Manufacturing Efficiency
Efficiency is reflected in the order book to sales ratio of 2.63 times as of June 2022, providing medium-term revenue stability despite some slow-moving orders (INR 20 Cr with no progress).
Logistics & Distribution
Distribution and other expenses stood at INR 23.60 Cr in H1 FY26, up from INR 10.41 Cr in H1 FY25. These costs are significant for transporting heavy equipment to diverse project sites.
Strategic Growth
Expected Growth Rate
45-50%
Growth Strategy
Growth is pursued through selective bidding for high-margin projects, refusing low-margin contracts of INR 100-200 Cr. The company is also diversifying geographically by expanding into states like Haryana to reduce its reliance on Gujarat and targeting departments with faster internal billing processes.
Products & Services
SITC (Supply, Installation, Testing, and Commissioning) services and EPC (Engineering, Procurement, and Construction) projects for power transmission, roads, and buildings.
Brand Portfolio
HEC Infra Projects Limited.
Market Expansion
Actively exploring and working in states beyond Gujarat, such as Haryana, to diversify the revenue base and mitigate regional concentration risks.
External Factors
Industry Trends
The EPC sector is highly fragmented and competitive. Trends show a shift toward 'over the time' revenue recognition (Ind-AS 115) and a focus on technical qualifications like 'Class A' registrations to filter competition.
Competitive Landscape
Highly fragmented and competitive construction sector with tender-driven operations, requiring technical expertise to maintain a niche in SITC services.
Competitive Moat
The moat consists of experienced technical promoters and 'Class A' registrations with the Gujarat Government and CPWD. This is sustainable as long as the company maintains its technical standards and promoter support through unsecured loans.

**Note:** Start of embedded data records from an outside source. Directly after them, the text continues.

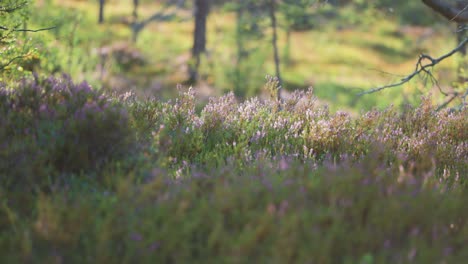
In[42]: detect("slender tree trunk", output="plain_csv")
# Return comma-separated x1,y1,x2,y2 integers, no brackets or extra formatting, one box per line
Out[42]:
234,2,244,94
270,0,283,99
190,0,210,82
422,0,468,23
132,0,140,23
98,0,104,24
132,0,140,43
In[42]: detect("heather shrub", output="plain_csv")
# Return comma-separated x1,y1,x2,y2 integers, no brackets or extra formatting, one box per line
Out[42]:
4,154,468,263
152,87,468,180
0,77,132,188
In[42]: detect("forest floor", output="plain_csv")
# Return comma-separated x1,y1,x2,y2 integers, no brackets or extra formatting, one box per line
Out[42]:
32,1,457,111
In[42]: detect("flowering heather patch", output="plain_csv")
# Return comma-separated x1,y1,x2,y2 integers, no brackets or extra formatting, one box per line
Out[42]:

Macro Economic Sensitivity
High sensitivity to government infrastructure spending and GDP growth. A reduction in infrastructure investment would lead to fewer project opportunities and increased competition.
Consumer Behavior
Not applicable as the company operates in the B2B and B2G infrastructure segments.
Geopolitical Risks
Not disclosed, but global supply chain issues could impact the procurement of specialized electrical components for SITC projects.
Regulatory & Governance
Industry Regulations
Operations are governed by the Roads and Building Department of the Government of Gujarat and CPWD standards. Maintaining 'Class A' and 'Class-1' registrations is critical for bidding eligibility.
Taxation Policy Impact
The effective tax rate for H1 FY26 was approximately 25.6% (INR 1.23 Cr tax on INR 4.79 Cr PBT).
Risk Analysis
Key Uncertainties
The primary uncertainty is the working capital cycle; a gross operating cycle above 180 days and delayed billing from clients like GETCO (1-1.5 years for final 10%) significantly strain liquidity.

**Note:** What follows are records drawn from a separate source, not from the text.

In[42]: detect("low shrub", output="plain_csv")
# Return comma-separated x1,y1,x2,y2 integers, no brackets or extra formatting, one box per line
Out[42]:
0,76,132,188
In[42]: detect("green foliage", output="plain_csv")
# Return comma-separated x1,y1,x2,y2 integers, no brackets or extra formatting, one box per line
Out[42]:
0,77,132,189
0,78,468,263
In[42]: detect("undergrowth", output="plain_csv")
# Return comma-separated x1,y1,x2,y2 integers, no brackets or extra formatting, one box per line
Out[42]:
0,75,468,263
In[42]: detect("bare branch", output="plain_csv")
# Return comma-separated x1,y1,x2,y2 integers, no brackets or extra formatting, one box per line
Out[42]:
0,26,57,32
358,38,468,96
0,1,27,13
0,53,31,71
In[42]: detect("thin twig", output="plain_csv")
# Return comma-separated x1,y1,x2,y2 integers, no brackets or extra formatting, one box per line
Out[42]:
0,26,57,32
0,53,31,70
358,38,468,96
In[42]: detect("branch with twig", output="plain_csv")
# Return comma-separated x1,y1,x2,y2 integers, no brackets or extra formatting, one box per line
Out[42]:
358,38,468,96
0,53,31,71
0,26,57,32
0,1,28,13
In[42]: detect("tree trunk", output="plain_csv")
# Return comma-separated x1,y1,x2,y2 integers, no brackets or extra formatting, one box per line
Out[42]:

Geographic Concentration Risk
Major revenue is concentrated in Gujarat, exposing the company to regional economic and site-specific risks.
Third Party Dependencies
Dependency on government departments for project approvals and final billing, which can delay cash flows by over a year.

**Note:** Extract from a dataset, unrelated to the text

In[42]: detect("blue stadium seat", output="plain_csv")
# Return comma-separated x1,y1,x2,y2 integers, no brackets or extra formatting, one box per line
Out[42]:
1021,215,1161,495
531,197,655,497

Technology Obsolescence Risk
Not disclosed, but the company must keep pace with evolving power infrastructure technologies to maintain its SITC service edge.
Credit & Counterparty Risk
Exposure to government entities like GETCO provides high credit quality but poor payment velocity, impacting the company's debt coverage indicators (Total Debt/GCA target below 5 times).